Aguardaron sin embargo otra hora, y cuando no les cupo duda de que el Hércules de acusada barbilla no regresaría con vida a la superficie, Rómulo Cardenal apretó furioso los dientes, y ordenó:
— Marquen el punto exacto y volvamos a puerto. — Su tono era de acusada firmeza—. ¡Y ni una palabra de esto!
— ¿Cómo que ni una palabra? — se asombró Laila—. ¿Es que no piensas dar parte a las autoridades?
— ¡En absoluto! Si confesamos dónde está Medina descubrirán el galeón. — Le pellizcó las mejillas como a una chiquilla traviesa a la que hubiera quitado un caramelo—. ¡No te preocupes! — añadió—. Traeré gente para rescatar el cadáver, y equipos de seguridad para bajar sin riesgo. — Lanzó un reniego—. ¡Compréndelo! — pidió—. Si no mantengo el secreto perderé los derechos sobre el oro.
— ¡Estás loco! — se lamentó ella con acritud—. ¡Completamente loco! ¿A quién se le ocurre ocultar una muerte, arriesgándose a ir a la cárcel por culpa de un viejo barco que tal vez ni siquiera exista o esté vacío?

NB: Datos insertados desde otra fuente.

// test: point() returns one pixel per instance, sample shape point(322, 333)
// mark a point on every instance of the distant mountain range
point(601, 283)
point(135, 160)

— ¡Existe! Y no está vacío.
— ¿Cómo lo sabes?
— Lo sé y basta — puntualizó el venezolano—. Y no voy a dar por perdidos tanto tiempo y dinero por culpa de un accidente. Medina sabía a lo que se arriesgaba. — Le acarició ahora la barbilla y la besó dulcemente—. Quédate mañana en tierra y no te mezcles en esto. Sacar el cadáver no resultará agradable, pero luego, cuando esté en condiciones de probar que he encontrado el Santo Tomás, lo denunciaré ante las autoridades y ya nadie podrá discutir mi derecho sobre su cargamento. — El tono de su voz se hizo casi suplicante—. ¡Es cuestión de un día! — concluyó—. ¡Dos a lo sumo!